I’m Scottish. I’m pretty indifferent on the whole thing. Both sides have their own merits, and it wouldn’t bother me too much either way. Mind you, I currently live over 100 miles south of the border!


----------



## Blackbeard (Apr 23, 2014)

Why is this thread still a thing? We had a vote and the nation said no, it's time to move on people.


----------



## BRITLAND (Jun 17, 2012)

Blackbeard said:


> Why is this thread still a thing? We had a vote and the nation said no, it's time to move on people.


It was bumped after the SNP brigade walked out of PMQs. Tbh that could of been a thread of its own if needed.

I'm getting tired of hearing about the independence thing too, I would rather they focused on reforming the UK political structure to a federal model similar to Canada (more sovereignty for Scotland and the rest of the nations, counties and cities in the UK), like this bill proposed by the Constitutional Reform Group:
http://www.constitutionreformgroup.co.uk/wp-content/uploads/2015/09/CRG-Act-of-Union-Bill.pdf


----------



## DOPA (Jul 13, 2012)

Blackbeard said:


> Why is this thread still a thing? We had a vote and the nation said no, it's time to move on people.


Because unfortunately Nicola Sturgeon and the SNP won't let it go.

I agree with @BRITLAND btw.


----------



## Draykorinee (Aug 4, 2015)

We all know why, they voted before brexit, Scotland doesn't want to leave the EU so a lot of people changed their mind.

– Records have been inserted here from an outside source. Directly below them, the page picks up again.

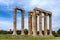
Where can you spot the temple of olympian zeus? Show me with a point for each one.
(33, 14)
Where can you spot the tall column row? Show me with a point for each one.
(22, 22)
(40, 24)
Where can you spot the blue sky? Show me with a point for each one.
(7, 6)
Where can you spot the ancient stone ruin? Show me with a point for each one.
(33, 14)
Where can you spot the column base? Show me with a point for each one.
(40, 35)
(29, 34)
(34, 35)
(22, 34)
(14, 34)
(50, 35)
(45, 35)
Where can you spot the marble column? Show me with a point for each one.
(45, 24)
(14, 30)
(40, 24)
(29, 24)
(22, 23)
(34, 24)
(50, 24)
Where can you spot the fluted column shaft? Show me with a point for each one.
(22, 23)
(14, 30)
(29, 24)
(50, 24)
(40, 24)
(45, 24)
(34, 24)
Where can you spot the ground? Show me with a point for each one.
(9, 37)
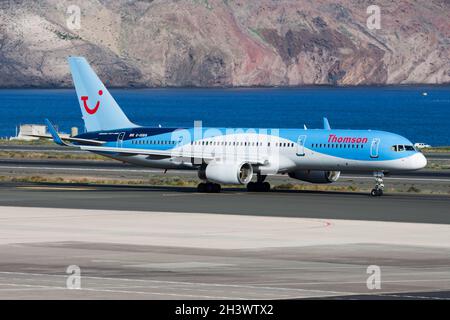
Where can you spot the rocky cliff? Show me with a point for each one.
(226, 42)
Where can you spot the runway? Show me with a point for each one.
(305, 204)
(155, 242)
(114, 168)
(169, 255)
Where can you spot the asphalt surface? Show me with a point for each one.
(127, 255)
(88, 166)
(167, 255)
(56, 148)
(309, 204)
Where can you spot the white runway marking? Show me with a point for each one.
(397, 178)
(174, 171)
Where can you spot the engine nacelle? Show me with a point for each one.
(227, 172)
(315, 176)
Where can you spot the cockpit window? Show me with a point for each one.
(401, 147)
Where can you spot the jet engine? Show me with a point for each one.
(315, 176)
(227, 172)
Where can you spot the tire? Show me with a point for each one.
(210, 187)
(216, 188)
(201, 187)
(265, 187)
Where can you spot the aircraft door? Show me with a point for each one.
(374, 147)
(301, 145)
(120, 139)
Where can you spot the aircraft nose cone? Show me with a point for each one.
(418, 161)
(421, 161)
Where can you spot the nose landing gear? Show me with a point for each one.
(379, 186)
(209, 187)
(259, 185)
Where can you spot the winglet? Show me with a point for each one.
(326, 124)
(55, 136)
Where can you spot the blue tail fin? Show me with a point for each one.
(99, 109)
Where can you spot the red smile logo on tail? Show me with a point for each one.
(86, 107)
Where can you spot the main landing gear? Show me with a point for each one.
(259, 185)
(379, 186)
(208, 187)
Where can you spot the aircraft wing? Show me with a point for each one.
(70, 139)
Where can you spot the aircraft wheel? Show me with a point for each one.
(201, 187)
(376, 192)
(216, 187)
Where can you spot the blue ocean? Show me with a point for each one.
(420, 113)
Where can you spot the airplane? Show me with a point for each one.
(233, 156)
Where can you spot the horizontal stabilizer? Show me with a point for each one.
(326, 124)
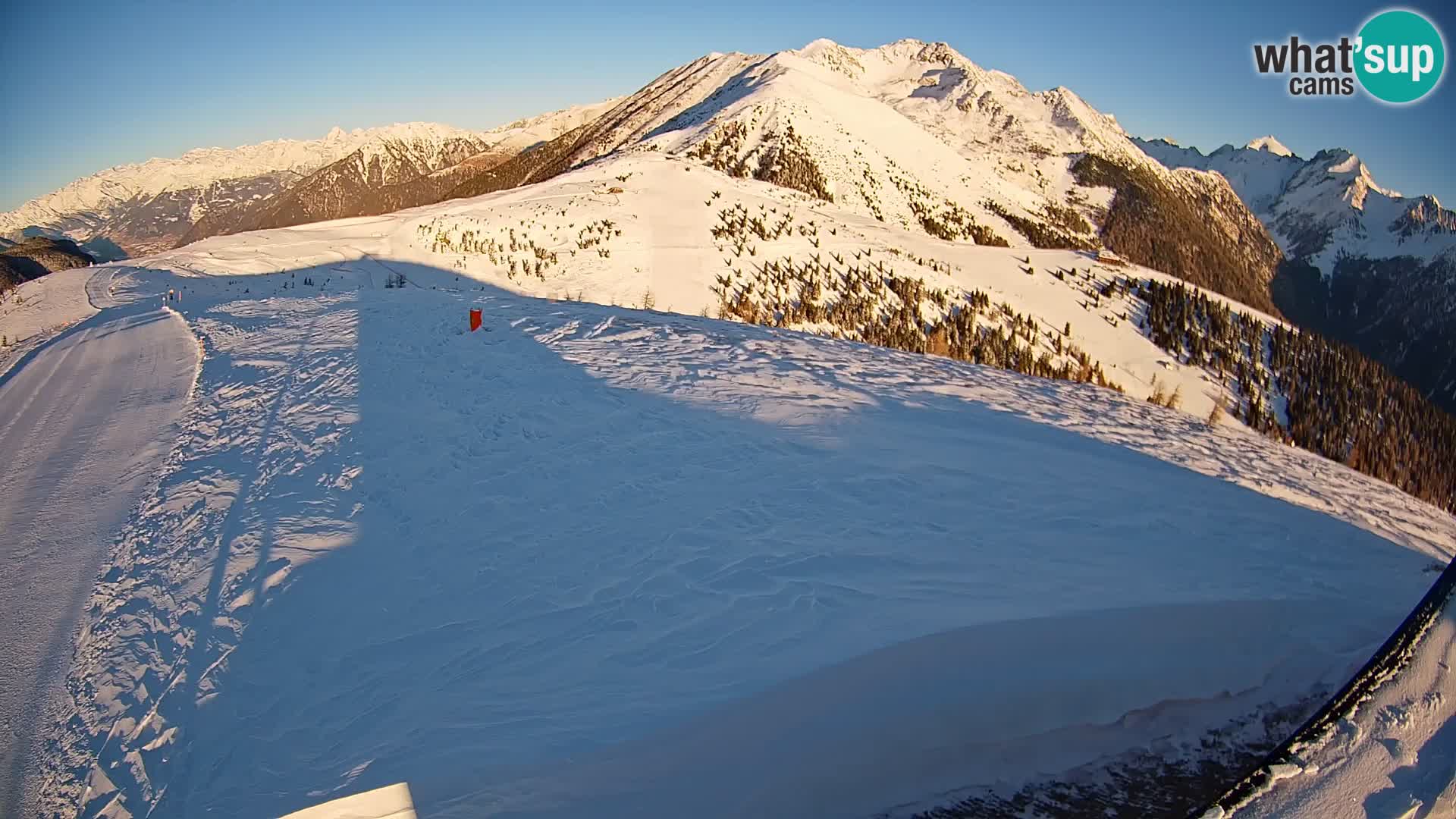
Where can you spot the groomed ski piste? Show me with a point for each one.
(615, 561)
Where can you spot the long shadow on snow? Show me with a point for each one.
(545, 564)
(61, 640)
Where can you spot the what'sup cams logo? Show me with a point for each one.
(1398, 57)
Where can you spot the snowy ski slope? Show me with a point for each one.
(619, 561)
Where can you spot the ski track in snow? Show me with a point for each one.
(510, 567)
(89, 417)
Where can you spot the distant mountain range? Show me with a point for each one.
(970, 156)
(1365, 264)
(36, 257)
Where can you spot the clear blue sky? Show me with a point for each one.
(98, 83)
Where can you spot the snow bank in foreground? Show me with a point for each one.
(758, 570)
(1394, 757)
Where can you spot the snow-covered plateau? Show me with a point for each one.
(619, 561)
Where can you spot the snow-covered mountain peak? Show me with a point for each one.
(1270, 145)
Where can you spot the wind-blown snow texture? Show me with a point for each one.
(596, 560)
(756, 570)
(83, 428)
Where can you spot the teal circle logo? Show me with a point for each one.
(1401, 55)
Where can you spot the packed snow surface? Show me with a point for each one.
(85, 425)
(599, 560)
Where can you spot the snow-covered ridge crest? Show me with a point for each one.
(93, 197)
(1270, 145)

Pretty simple.

Lets not act like leaving the EU is a small matter.

Anyway, the Scottish people showed the SNP they weren't actually that interested in another vote by voting against them in the general election, doesn't mean you can't talk about it.


----------



## JackArmstrong (Jul 10, 2017)

Removed


----------



## JackArmstrong (Jul 10, 2017)

draykorinee said:


> We all know why, they voted before brexit, Scotland doesn't want to leave the EU so a lot of people changed their mind. Pretty simple.


But much like in 2014, Scotland's membership of the EU would remain uncertain at best post-independence. The chances for an independent Scotland joining the EU after the rest of Britain leaves are certainly no more favourable than they were four years ago.


----------



## Adam Cool (Oct 1, 2012)

Do the English even care about Scotland?
according to some Polls, English people are the least ethnicity to care about British identity , and English Independence/statehood Is more popular than Scottish Statehood


----------



## Draykorinee (Aug 4, 2015)

I couldn't care less if Scotland left, as long as there is no hard border. Same with the Welsh.


----------



## Vic Capri (Jun 7, 2006)

Holy zombie bump, Batman!

- Vic


----------



## BRITLAND (Jun 17, 2012)

Adam Cool said:


> Do the English even care about Scotland?
> according to some Polls, English people are the least ethnicity to care about British identity , and English Independence/statehood Is more popular than Scottish Statehood


Really? Where are these polls from? 

The last poll I seen showed 82% of England strongly identifying as British and that English identity was also at 80% pride of it was decreasing among newer/younger generations while the opposite is happening for Wales. Scottish identity is well over 80% for all generations.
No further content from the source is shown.